Research Highlights
Astronomers Sharpen the Universe’s Expansion Rate, Deepening a Cosmic Mystery

A team of astronomers using a variety of ground and space-based telescopes including the W. M. Keck Observatory on Maunakea, Hawaiʻi Island, have made one of the most precise independent measurements yet of how fast the universe is expanding, further deepening the divide on one of the biggest mysteries in modern cosmology.
Using data gathered from Keck Observatory’s Cosmic Web Imager (KCWI) as well as NASA’s James Webb Space Telescope (JWST), the Hubble Space Telescope (HST) the Very Large Telescope (VLT), and European Organisation for Astronomical Research in the Southern Hemisphere (ESO) researchers have independently confirmed that the universe’s current rate of expansion, known as the Hubble constant (H₀), does not match values predicted from measurements from the universe when it was much younger.
The finding strengthens what scientists call the “Hubble tension,” a cosmic disagreement that may point to new physics governing the universe.
“What many scientists are hoping is that this may be the beginning of a new cosmological model,” said Tommaso Treu, Distinguished Professor of Physics and Astronomy at the University of California Los Angeles and one of the authors of the study published in Astronomy and Astrophysics.
“This is the dream of every physicist. Find something wrong in our understanding so we can discover something new and profound,” added Simon Birrer, Assistant Professor of Physics at the Stony Brook University and one of the corresponding authors of the study.
The team’s measurement currently achieves 4.5% precision — an extraordinary feat, but not yet enough to confirm the discrepancy beyond doubt. The next goal is to refine that precision to better than 1.5%, a level of certainty “probably more precise than most people know how tall they are,” noted Martin Millon, postdoctoral fellow at ETH Zurich and the third corresponding author of the study.
James Webb Space Telescope Looks Within for Dark Matter

Since its launch in 2021, the JWST has observed not just galaxies at the edge of the visible Universe but also our nearest stellar neighbor, Proxima Centauri. Now Peizhi Du at the University of Science and Technology of China, formerly a postdoctoral researcher at Stony Brook, as well as Stony Brook Professor Rouven Essig and his recent graduate student Hailin Xu, and NASA scientist Bernie Rauscher, have used the JWST to look for objects that are even closer. By analyzing ostensibly blank calibration images, the team sought signs of dark matter within the telescope itself. Finding none, the researchers put constraints on the existence of dark matter that interacts strongly with ordinary matter.
The team considered one proposed type of dark matter that interacts with electrically charged particles. The strength of this interaction is orders of magnitude feebler than that of electromagnetism but is still sufficiently large that it would hinder the particles’ passage through Earth’s atmosphere. Such dark matter is therefore expected to be especially hard to spot using typical ground-based experiments. Instead, space-based instruments offer a promising alternative.
The team analyzed images acquired when JWST’s near-infrared spectrograph was covered. These images were obtained so that researchers could characterize the instrument’s noise. Even so, although the sensor was protected from external photons, pixels could still record cosmic rays and internally generated radiation. Du and colleagues filtered out those events in the hope of finding a residual signal caused by strongly interacting dark matter. The absence of such a signal implies that this form of dark matter contributes no more than 0.4% to the Universe’s total.
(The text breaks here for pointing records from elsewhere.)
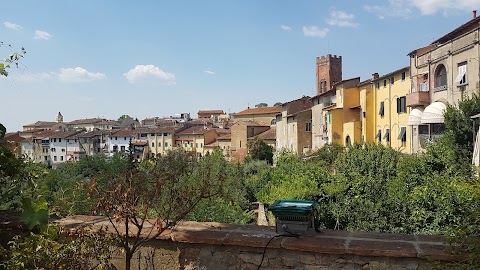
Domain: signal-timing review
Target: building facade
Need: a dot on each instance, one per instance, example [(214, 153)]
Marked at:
[(442, 73)]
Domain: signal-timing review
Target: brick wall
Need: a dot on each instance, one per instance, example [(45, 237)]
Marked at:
[(329, 69), (194, 245)]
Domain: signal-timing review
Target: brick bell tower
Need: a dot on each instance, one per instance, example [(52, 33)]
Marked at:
[(329, 71)]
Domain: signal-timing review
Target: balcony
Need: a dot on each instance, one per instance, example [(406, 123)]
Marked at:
[(418, 98)]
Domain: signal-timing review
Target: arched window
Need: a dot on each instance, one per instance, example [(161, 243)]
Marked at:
[(440, 78)]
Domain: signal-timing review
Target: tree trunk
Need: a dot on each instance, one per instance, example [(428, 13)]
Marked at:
[(128, 260)]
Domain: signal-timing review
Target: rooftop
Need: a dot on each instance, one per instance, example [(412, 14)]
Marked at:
[(262, 110)]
This work was published in PRL, selected as an Editor's Suggestion and featured in Physics.
Stony Brook Simulations Help Explain Lightning’s Mysterious Origins

A recent study in Nature Physics reveals how ordinary ice can generate electricity, providing crucial insight into the origins of lightning. It was discovered that ice exhibits strong flexoelectricity—an electromechanical effect that occurs when the material is bent.
At Stony Brook University, PhD student Anthony Mannino, working under the supervision of Professor Marivi Fernandez-Serra in the Department of Physics & Astronomy and the Core Faculty at the Institute for Advanced Computational Science (IACS), spearheaded the theoretical side of the project.
The international collaboration was led experimentally by Professor Gustau Catalan and Dr. Xin Wen at the Institut Català de Nanociència i Nanotecnologia (ICN2) in Barcelona.
Using the Seawulf supercomputing cluster, Mannino performed large-scale quantum simulations that revealed how the surface of ice can undergo subtle ferroelectric ordering at low temperatures. This ordering amplifies the flexoelectric effect and explains how collisions between ice particles and graupel in thunderclouds can generate the massive charge separations that lead to lightning.
“Helping to facilitate an innovative discovery like the origin of lightning is exciting, extremely rewarding, and very much in keeping with the fundamental role of computation in contemporary science,” said Professor in the Department of Physics and Astronomy and Deputy Director of the Institute for Advanced Computational Science (IACS) Alan Calder. “As this study shows, with the combination of clever investigators and advanced computing the sky, or lightning shooting through it at least, is literally the limit.”